I’ll return to this later and talk about the dynamic core that Raschke discusses. Also, Todd Littleton and I are preparing to do a vodcast about the book soon, so be looking for that.

The Value of the Kingdom of God

Monday, November 17th, 2008

Sharing a parable from Matthew a couple of weeks ago, I noted to our small group that the Kingdom of God must have value for today.  If it is only future tense, then there is no reason to live under the rule and reign of Christ.

The way we frame salvation only places the true value of Gospel, and the Kingdom of God, in the future.  We also limit the Kingdom’s effectiveness by how we frame salvation.

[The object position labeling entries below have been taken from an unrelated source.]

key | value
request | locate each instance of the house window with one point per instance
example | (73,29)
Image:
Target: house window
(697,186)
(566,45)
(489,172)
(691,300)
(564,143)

We frame salvation as getting out of hell and getting into heaven.  Doing so means that salvation has little impact for our lives today; it is not something to place a lot of value, time and effort into.

So what value does the Kingdom of God have for you?  And why should that even matter?

1.  We sacrifice everything for that which we place high value.

Our family.  Our job.  Our stuff.  We place high values on them, do we not?  We have insurance in case our stuff gets destroyed, we spend most our time at work, and what little time is left we spend it with our family.  We sacrifice so our kids can get braces, go to the best school and have all they need (or better yet, all they want).

But answer this question…What have you sacrificed for the Kingdom of God?  Have you left family, friends, and your possessions for the Kingdom of God?

2.  It is obvious what we value, because of the sacrifice we make for it.

Isn’t that what I just said?  Probably, but I want to frame it a different way.  It is not what you say that demonstrates what you value; it is what you do.  Most pastor types sacrifice all for the church.  Most pastor types want their lay people types to sacrifice for the church, and one church particular.

But the church is not the kingdom.  It is not our responsibility to build the church.  Let me say that again: It is not your responsibility or my responsibility to build the church. That is Christ’s responsibility (Matthew 16:18).  It is not even your church.  It is Christ’s church (Matthew 16:18).

If we de-emphasize the church and emphasize what we should be prioritizing (Matthew 6:33) then our focus is bigger than the organized church.  And the church is able to move out of the institution and into the MIROR-ing.

3.  It we emphasize what Christ told us to prioritize, then all that we need will be added to the intimate relationship we have with Jesus.

The food, the shelter, the clothes, they will all be added to the relational rule of Christ in our lives.

How do we return value to the Kingdom?

1.  Determine how you spend your time, energy and money. What do you emphasize in your life?  Examine your finances.  Examine your weekly schedule.  Examine what you read.  Pastors, examine what you teach and preach and what you model in your life.  Examine how you work with other churches and pastors.  Examine how your church participates in the kingdom glocally.  What does the church spend it’s money on?  Where do the majority of its resources get used?

2.  Work through the scriptures to determine the value of the Kingdom of God. This is something I am in the process of doing.  Find the scriptures that talk about the Kingdom of God and see what value it has for us today.  What value does the Gospel have for us today? (Beware, this will change your view of the Gospel.  Most of us do not have a proper theology of the Gospel.) If we do not know the intrinsic, personal, and present value of the kingdom, we will not sacrifice for it nor will we emphasize it.  Not valuing the kingdom means we will de-emphasize it, and place the emphasis on something else.

I realize the value of the church as it is used by God to build for the Kingdom.  But the church is just one tool God will use.  If we over-emphasize it, we miss the Kingdom, which is where our priority should be placed, both individually and corporately.  And what we value, we will give our all for!